O subtítulo inventado pela companhia, “Aos Que Vierem Depois De Nós”, repete o jogo sublinhado demasiadamente em cena. Se não existe salvação para o presente, para nós mesmos, somente um desejo altruísta de legar ao próximo uma melhor moradia poderá nos salvar da total devastação exterior e interna. A referência ao plantio de árvores, a ambições literárias e cultivo da terra, disfarça a egoísta espera de reconhecimento e retribuição, contida no âmago de cada atividade. Quando ele não vem, abandona-se o trabalho, o amor e os sonhos. No entanto, nada está posto, definido e circundado por uma bola de fogo da qual não se escapa salvo alguns enganos.
Antonio Edson interpreta Tio Vânia com todo o enjoo e exagero do protagonista. Arildo de Barros expõe a velhice em sua face intransigente e amarga. Eduardo Moreira compõe, com Fernanda Vianna, o casal onde se joga certo intuito, menos alarmante que o som de uma gaita abafada, mas que está lá, sob a chuva, e tilinta. Paulo André nos livra de imaginar que a ingenuidade esteja imune ao sofrimento. Teuda Bara propicia o riso, para que o cérebro se alague após instantes. E Mariana Lima Muniz, encurvada, é toda hesitação diante de mundo áspero que se nega ao contato do pano, úmido e desfiado, de suas jovens mãos calejadas. Em todos o rancor ressoa. Entre as estratégias utilizadas o cinismo, a ironia, a agressão física ou moral em palavras e gestos.

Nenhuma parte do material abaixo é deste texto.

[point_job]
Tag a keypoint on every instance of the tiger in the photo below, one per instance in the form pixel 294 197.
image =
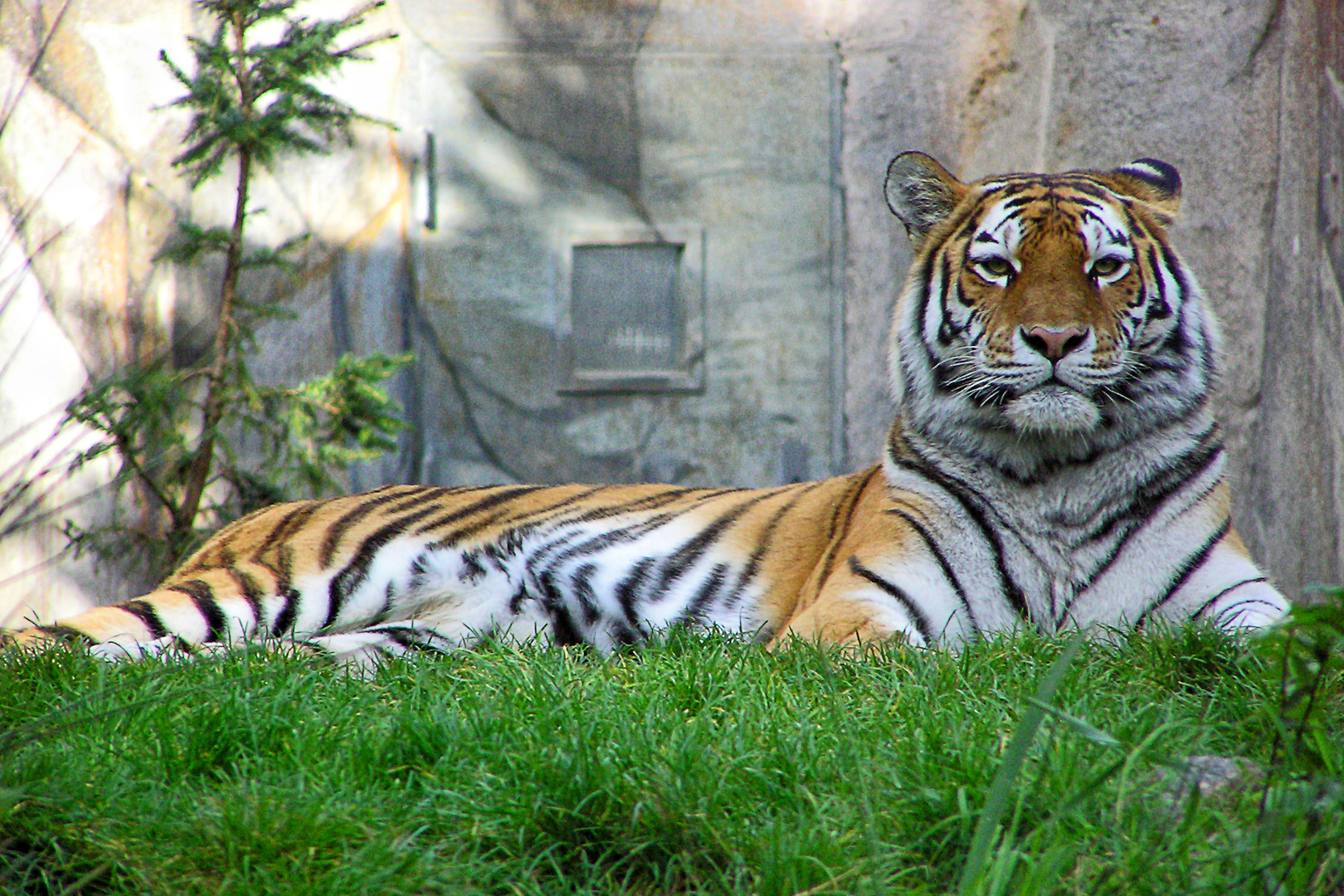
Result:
pixel 1053 465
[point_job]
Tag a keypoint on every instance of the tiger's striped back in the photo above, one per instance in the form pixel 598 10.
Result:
pixel 1054 464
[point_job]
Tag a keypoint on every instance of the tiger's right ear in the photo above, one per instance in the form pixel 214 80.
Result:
pixel 921 192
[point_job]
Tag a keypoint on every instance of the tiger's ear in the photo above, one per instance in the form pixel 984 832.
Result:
pixel 921 192
pixel 1151 182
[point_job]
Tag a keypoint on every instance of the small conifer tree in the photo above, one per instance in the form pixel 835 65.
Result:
pixel 205 444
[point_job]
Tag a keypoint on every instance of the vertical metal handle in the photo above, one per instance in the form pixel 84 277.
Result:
pixel 431 183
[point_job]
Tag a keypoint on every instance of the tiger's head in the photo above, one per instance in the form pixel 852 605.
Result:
pixel 1045 316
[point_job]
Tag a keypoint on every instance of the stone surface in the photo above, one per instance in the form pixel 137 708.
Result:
pixel 767 123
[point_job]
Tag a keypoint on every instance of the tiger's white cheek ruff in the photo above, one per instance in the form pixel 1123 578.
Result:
pixel 1053 410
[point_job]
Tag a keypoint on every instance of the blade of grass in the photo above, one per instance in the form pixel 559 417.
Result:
pixel 1008 770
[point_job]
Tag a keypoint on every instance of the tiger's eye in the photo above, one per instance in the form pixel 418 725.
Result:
pixel 1107 266
pixel 996 266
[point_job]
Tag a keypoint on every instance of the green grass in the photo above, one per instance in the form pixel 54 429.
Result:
pixel 696 765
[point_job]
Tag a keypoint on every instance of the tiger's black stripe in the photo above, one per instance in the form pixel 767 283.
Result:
pixel 932 543
pixel 908 605
pixel 921 466
pixel 353 572
pixel 1222 594
pixel 336 531
pixel 1185 571
pixel 149 617
pixel 753 566
pixel 251 592
pixel 201 594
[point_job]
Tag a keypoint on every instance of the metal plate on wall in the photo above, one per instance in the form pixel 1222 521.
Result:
pixel 632 309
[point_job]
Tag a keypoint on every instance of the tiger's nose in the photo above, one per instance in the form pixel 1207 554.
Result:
pixel 1054 343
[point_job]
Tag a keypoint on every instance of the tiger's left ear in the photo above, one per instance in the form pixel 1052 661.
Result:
pixel 1151 182
pixel 921 192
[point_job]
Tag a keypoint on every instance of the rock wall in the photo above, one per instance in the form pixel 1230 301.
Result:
pixel 530 127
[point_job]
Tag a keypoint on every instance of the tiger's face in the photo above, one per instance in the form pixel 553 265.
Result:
pixel 1045 309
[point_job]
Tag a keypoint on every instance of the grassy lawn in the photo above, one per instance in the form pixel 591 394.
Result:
pixel 698 765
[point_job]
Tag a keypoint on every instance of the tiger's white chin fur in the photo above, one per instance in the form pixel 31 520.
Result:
pixel 1053 410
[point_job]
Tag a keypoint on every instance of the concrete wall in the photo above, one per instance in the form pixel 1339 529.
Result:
pixel 767 125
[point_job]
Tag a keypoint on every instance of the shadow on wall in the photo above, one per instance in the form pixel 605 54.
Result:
pixel 572 86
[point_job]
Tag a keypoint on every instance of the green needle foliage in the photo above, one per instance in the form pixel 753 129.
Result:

Resiste na cena a dança de Helena, com os olhos a piscarem em sintonia contrária a do desanimado Tio Vânia, prostrado em uma cadeira caquética que assemelha-se ao próprio estado emocional. A comparação que ele faz a um esforço excessivo, imbuindo-lhe de cansaço, acopla-se ao vapor do clima como a fumaça do café procura o bule sobre a mesa miserável. A animada sugestão do alcoólatra Dr. Ástrov a Teléguine para que cantem juntos, e a recusa, deixando-o abandonado é outro momento forte. Tal qual o movimento do cenário ao arredar espaço em nós para que recebamos o “não” de Serebriákov, referente ao humilde pedido de Sônia para que Helena toque. O cartaz afetivo nos alcança em cheio quando, com flores na mão, Tio Vânia observa o impensado. E o planeta, alheio, entope-se de surpresas desagradáveis. Talvez por isso a rotina acene à estrada.
Mas afinal de contas, o que nos traz a adaptação do Galpão para o clássico de Tchékhov? Uma pergunta particular e universal, atribuição inerente a textos que sobrevivem à usina nuclear do deus tempo, dono exclusivo da ampola, aquele ao qual se encolhem as personagens ao buscarem o conforto debaixo de asas cálidas. Ao aceitarem o destino – trapaceiro, avarento e indigesto – a luz baixa pequenininha a alcançar o rosto dos que permaneceram até o fim dos acontecimentos, desistindo somente das próprias vidas, não de vivê-las. E no escuro o silêncio é capaz de urdir sons imaginários, mais que à igreja, a procissão, as promessas. O silêncio, ponto crucial da montagem, abarrota-nos em redenção.
Tio Vânia – Encenada a primeira vez em 1897. Escrita por Anton Tchékhov, já foi apresentada um sem número de vezes ao redor do mundo. Considerada um clássico da dramaturgia universal. A primeira apresentação em Moscou, capital russa, país de origem do autor, foi em 1899, com direção de Constantin Stanislavski. Entre as peças mais famosas de Tchékhov estão “A Gaivota”, “As Três Irmãs” e “O Jardim das Cerejeiras”.
Raphael Vidigal
4 Comentários
Adorei, meu genrinho preferido! Um abraço
O Filme é maravilhoso!!
Pude sentir o desafino do silêncio novamente… que descompassa sem querer as alegrias insonsas.
Comentários poéticos! vc escreve muito bem Raphael Vidigal, parabéns!